- Born: February 20, 1923 Berat, Principality of Albania
- Died: April 13, 2014 (aged 91) Wayland, Massachusetts, U.S.
- Education: University of Perugia (dropped out) Rutgers University University of California
- Organization: "Free Albania" National Committee
- Political party: Balli Kombëtar

= Sejfi Protopapa =

Albanian scientist

Sejfi Protopapa was an Albanian physicist and nationalist fighter with social democratic views who opposed the Albanian Monarchy and Communism.

==Biography==
===Early life===
He continued his education in Italy at the University of Perugia. Despite this, Sejfi joined the Albanian partisans.

On 13 September 1943, an envelope was dropped off in the office of the KPSH. With no signs of the letter stating to be confidential or addressed to anyone, Sejfi reviewed the content to find that it was a directive by Shpati (The pseudonym for The Party's Secretary, Enver Hoxha) to all district committees of the KPSH to focus their efforts on eliminating the Balli Kombëtar. At that time, the Mukja Agreement was in place to ensure that both the Partisans and the National Front joined their efforts together to fight the fascist forces.

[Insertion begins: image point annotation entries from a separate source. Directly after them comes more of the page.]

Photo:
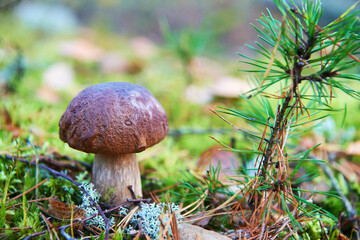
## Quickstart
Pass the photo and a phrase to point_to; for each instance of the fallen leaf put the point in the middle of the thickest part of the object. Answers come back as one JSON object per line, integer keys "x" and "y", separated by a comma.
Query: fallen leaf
{"x": 354, "y": 148}
{"x": 214, "y": 156}
{"x": 8, "y": 124}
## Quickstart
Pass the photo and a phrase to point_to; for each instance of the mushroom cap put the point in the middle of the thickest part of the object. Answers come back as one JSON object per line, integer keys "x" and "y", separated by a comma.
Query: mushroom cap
{"x": 113, "y": 118}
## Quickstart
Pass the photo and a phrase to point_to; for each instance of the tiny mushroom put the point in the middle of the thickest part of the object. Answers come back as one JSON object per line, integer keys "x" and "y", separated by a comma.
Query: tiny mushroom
{"x": 114, "y": 121}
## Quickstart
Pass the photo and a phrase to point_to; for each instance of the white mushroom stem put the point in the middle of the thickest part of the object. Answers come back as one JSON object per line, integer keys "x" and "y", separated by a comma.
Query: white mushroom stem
{"x": 117, "y": 172}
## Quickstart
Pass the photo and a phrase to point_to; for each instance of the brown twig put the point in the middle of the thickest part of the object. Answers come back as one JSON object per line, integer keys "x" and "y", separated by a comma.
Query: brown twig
{"x": 27, "y": 191}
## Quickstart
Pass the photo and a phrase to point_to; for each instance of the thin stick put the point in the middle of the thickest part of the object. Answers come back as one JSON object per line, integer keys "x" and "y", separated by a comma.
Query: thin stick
{"x": 54, "y": 172}
{"x": 27, "y": 191}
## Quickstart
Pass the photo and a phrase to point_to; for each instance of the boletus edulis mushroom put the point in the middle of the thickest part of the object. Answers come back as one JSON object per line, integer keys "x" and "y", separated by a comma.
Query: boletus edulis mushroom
{"x": 114, "y": 121}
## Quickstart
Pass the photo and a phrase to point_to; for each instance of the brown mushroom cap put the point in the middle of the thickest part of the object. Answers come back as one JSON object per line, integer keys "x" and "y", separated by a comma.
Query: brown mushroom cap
{"x": 113, "y": 118}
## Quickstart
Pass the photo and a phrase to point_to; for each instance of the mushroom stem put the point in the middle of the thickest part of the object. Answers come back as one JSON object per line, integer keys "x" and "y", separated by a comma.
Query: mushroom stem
{"x": 117, "y": 172}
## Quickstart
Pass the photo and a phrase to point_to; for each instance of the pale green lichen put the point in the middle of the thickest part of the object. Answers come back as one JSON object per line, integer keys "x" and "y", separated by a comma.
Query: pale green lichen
{"x": 148, "y": 216}
{"x": 98, "y": 220}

Feeling shocked and morally uneasy that the KPSH was in the process of breaking the Besa of the Mukje Agreement and commit fratricide on fellow Albanians, Sejfi took the envelope and went straight to Abas Ermenji, the chairman of the Balli Kombëtar for the district of Berat. Ermenji took the letter to be published in the Flamuri Newspaper, the media arm of the Balli Kombëtar. With the Partisans looking to eliminate Sejfi, Sejfi officially joined the Ballist forces and commanded a battalion of 150.